Investor Institusi Menjadi Penopang Utama Rebound Aset Kripto Agustus

Kholida Rahman

Investor Institusi Menjadi Penopang Utama Rebound Aset Kripto Agustus

Jakarta – Tren kenaikan harga aset kripto sepanjang Agustus 2026 belum mencerminkan antusiasme penuh dari pelaku pasar ritel.

Data pasar menunjukkan penguatan signifikan pada Bitcoin dan Ethereum yang lebih banyak digerakkan oleh arus dana institusi.

CoinMarketCap mencatat Bitcoin ditutup pada level US$ 78.074 di akhir Agustus, atau melonjak 22,33% secara bulanan (month-on-month).

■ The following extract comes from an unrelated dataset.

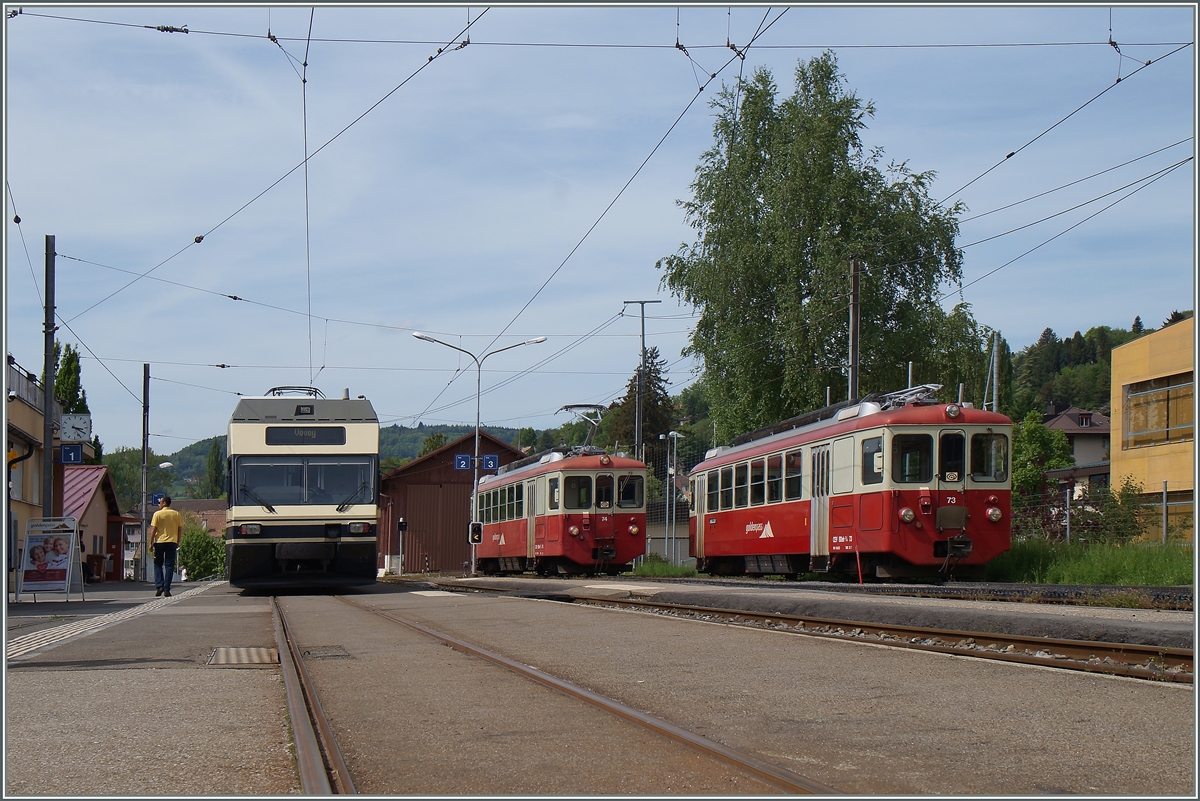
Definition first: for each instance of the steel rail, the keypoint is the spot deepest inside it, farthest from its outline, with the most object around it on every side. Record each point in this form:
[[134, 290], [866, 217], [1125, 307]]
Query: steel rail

Ethereum juga mencatatkan kinerja impresif dengan kenaikan 20,84% ke posisi US$ 2.470,3 pada periode yang sama.

Namun, secara akumulatif sejak awal tahun (year to date), kedua aset digital utama tersebut masih berada dalam zona koreksi.

Bitcoin tercatat turun 11,71%, sementara Ethereum mengalami kontraksi sebesar 16,84%.

Presiden Direktur PINTU, Andy Putra, menyatakan bahwa data on-chain belum menunjukkan lonjakan aktivitas berarti dari kelompok investor ritel.

“Melihat kenaikan harga yang didorong oleh beberapa katalis, saya melihat pergerakan saat ini lebih banyak didorong oleh aktivitas institusi,” ujar Andy, dikutip dari pernyataan resminya pada Senin (1/9/2026).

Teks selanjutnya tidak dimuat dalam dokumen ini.